Une recrudescence de la violence en République centrafricaine a provoqué de nouveaux déplacements à l'intérieur du pays et à travers la frontière avec la République démocratique du Congo (RDC), a mis en garde mardi le Haut-Commissariat des Nations Unies pour les réfugiés (HCR).
« Depuis janvier, on estime que 30.000 personnes ont fui leurs maisons et trouvé refuge dans d'autres régions de la République centrafricaine, principalement dans les villes de Batangafo, dans la préfecture de l'Ouham au nord du pays, et de Bambari, dans la préfecture de la Ouaka, dans la partie centre-est du pays », a déclaré la porte-parole du HCR, Karin de Gruijl, lors du point de presse de l'agence de l'ONU à Genève.
Selon le HCR, une grande partie de la récente flambée de violence dans le pays est en rapport avec les mouvements saisonniers liés à l'élevage et aux affrontements entre les éleveurs, d'une part, et les populations locales et agricoles et les milices chrétiennes anti-Balaka, d'autre part. Certains éleveurs se sont tournés vers les milices ex-Séléka à majorité musulmane pour assumer leur protection, contribuant ainsi à envenimer le conflit, a précisé l'agence de l'ONU.
Par ailleurs, le HCR a fait état d'opérations militaires récentes visant à chasser les membres des milices ex-Séléka des bâtiments publics à Bria, une ville située à l'est de Bambari, provoquant en représailles des attaques contre des villages voisins.
Au cours de ces évènements, « les populations civiles ont été prises au piège et ont vu leurs villages, leurs maisons et leurs biens incendiés. Les gens qui sont arrivés à Bambari étaient totalement démunis et désemparés. La majorité d'entre eux sont des femmes et des enfants, et certains s'étaient cachés dans la brousse pendant des semaines », a déploré la porte-parole.
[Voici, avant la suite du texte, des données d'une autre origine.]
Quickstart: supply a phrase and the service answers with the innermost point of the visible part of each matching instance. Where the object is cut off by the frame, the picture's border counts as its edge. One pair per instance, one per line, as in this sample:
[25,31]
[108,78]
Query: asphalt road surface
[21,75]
Le HCR a distribué des articles de secours, notamment des couvertures, des jerrycans, des ustensiles de cuisine et des bâches en plastique à plus de 1.170 familles récemment déplacées à Bambari. A Batangafo, 800 familles ont également reçu ces kits d'urgence. Cependant, alors que la situation sécuritaire demeure précaire, les besoins humanitaires restent très importants, a déclaré le HCR, ajoutant que des éléments armés ont pénétré dans certains des sites pour personnes déplacées à Bambari et à Batangafo, menaçant les gens et leur extorquant de l'argent.
Ces déplacements intérieurs s'accompagnent également, selon le HCR, de flux de réfugiés en dehors des frontières de la République centrafricaine.
« Au-delà de la frontière avec la République démocratique du Congo, nous avons dénombré plus de 19.000 réfugiés qui sont arrivés sur le territoire de Bosobolo dans le nord de la province de l'Equateur à la suite de nouvelles violences constatées depuis décembre à Kouango en RCA, dans la préfecture de la Ouaka », a déclaré la porte-parole du HCR, ajoutant que les équipes de l'agence sur le terrain faisaient état d'un flux continu de réfugiés fuyant les affrontements entre miliciens anti-Balaka et ex-Séléka dans leurs villages.
« Ils disent que leurs maisons ont été brûlées et qu'ils n'ont pas d'autre choix que celui de fuir. S'ils restent dans leurs villages, ils risquent d'être torturés ou tués et les femmes sont violées», a poursuivi Mme de Gruijl.
La porte-parole a également fait mention de rapports alarmants selon lesquels des violences sexuelles seraient commises par des éléments armés en République centrafricaine.
« Le 9 février, trois filles réfugiées ont été enlevées par des éléments armés qui ont traversé la frontière avec la RDC près de Dula et les ont ramenées en République centrafricaine. Une fille qui a réussi à s'échapper nous a dit qu'elles ont été violées », a déploré Mme de Gruijl, ajoutant que le HCR soupçonne l'existence de nombreux cas similaires non déclarés.
La porte-parole a par conséquent appelé tous les partenaires du HCR et les autorités de la RDC à joindre leurs efforts afin de permettre le transfert des réfugiés en RDC loin de la zone frontalière.
Selon le HCR, au total, plus de 893.000 personnes ont été déplacées de force par les violences en République centrafricaine, dont 442.000 à l'intérieur du pays et 451.000 dans les pays voisins.